Craig Lucas’s book renders this story with sensitivity and clarity, but it is the music and lyrics by Adam Guettel that raise the emotional pitch toward the heavens.
Mocks Crest Productions, the semi-professional company that usually performs the clever froth (meant as a compliment, here) of Gilbert & Sullivan at this time of year, presents Light, directed by Bruce Hostetler. The show last was produced locally four years ago at Portland Playhouse, with a stripped-down approach that relied on a great cast of voices and Eric Nordin’s deft piano. Here, expect some of the artful orchestrations that also made the Broadway version (which toured here in 2007) so lush.
A poignant show might often touch the emotions, but it isn’t often that a playbill does.
But if you go to the Portland Center Stage production of Lady Day at Emerson’s Bar & Grill — and you happen to be a follower of the local jazz scene — be prepared for a sad moment looking at the show’s credits.
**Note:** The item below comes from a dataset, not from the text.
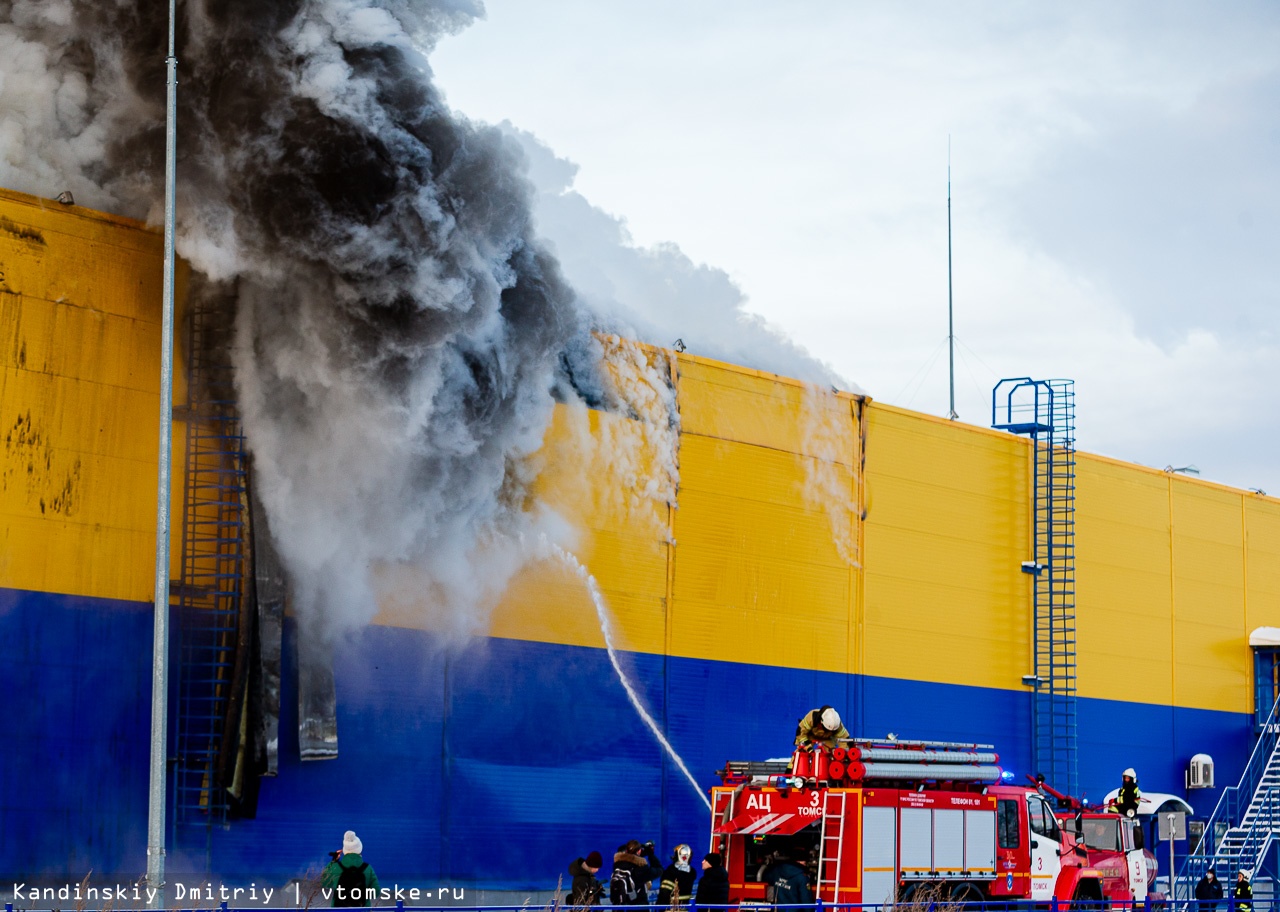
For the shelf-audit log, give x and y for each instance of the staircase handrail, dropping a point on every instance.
(1258, 835)
(1249, 779)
Andre St. James, the estimable Portland bassist, is listed as a member of the onstage band supporting Deidrie Henry in the role of Billie Holiday. But St. James died unexpectedly (reportedly of cancer) only about a week before the show’s opening. A loose sheet tucked into the playbills informs audiences of the necessary substitution. The note of a more personal loss adds emotional weight to an evening that already asks us to ponder the passing of great talents from our midst.
Openings, readings and other twists
Twilight Theater Company presents David Belke’s The Maltese Bodkin, a “comedy mystery” that mashes up characters and styles from Shakespeare and detective fiction.
The small theater company Jane has teamed up with Art From the Heart, the Albertina Kerr Center’s arts program for adults with disabilities, to present a free reading of Daniel Pearle’s A Kid Like Jake, accompanied by a gallery showing of art inspired by the play. It’s 7 p.m. Friday at Art From the Heart, 3505 N.E. Broadway.
What counts as theater in the popular conception changes over time, but it’s hard to deny that clowning, contortions and the like have their place within the history, and perhaps the essence, of the art. Whether they’re your current cup of tea is another matter, of course. But if they are, Oddville: a New Vaudevillian Tradition provides something to sip. The monthly 2nd-Sunday series at the Steep and Thorny Way to Heaven features four performers this time around: contortionist Mel Michelle, clown Summer Olsson, comedic singer-songwriter Shirley Gnome, and Zoe Stasko, whose act is described as “hand balancing.”
Theatre Vertigo closes its season 20 reading series with < 3, a play about growing up, by Sara Jean Accaurdi. Emilie Landmann directs.
Gabriel, blow your horn (a little longer)!
If you’ve been worried that you might not make one of the last few performances of the August Wilson masterpiece Fences at Portland Playhouse, you worries are over. At least for another couple of weeks. The enthusiastically received production has been extended to July 1.
There’s lots of great work going on, well-shaped by the renowned director (and longtime Wilson collaborator) Lou Bellamy. But — as I wrote about in last week’s DramaWatch column — Bobby Bermea’s performance in the seemingly small yet crucial role of Gabriel, brain-damaged brother and unlikely redeemer to the play’s towering protagonist, Troy Maxson, is superb.
Last time to make plans!
Productions due to close in the next few days include Rich Rubin’s Portland history play Left Hook at IFCC; Carol Triffle’s apocalyptic comedy Fallout at Imago; and the PAMTA-winning musical Sister Act at Lakewood.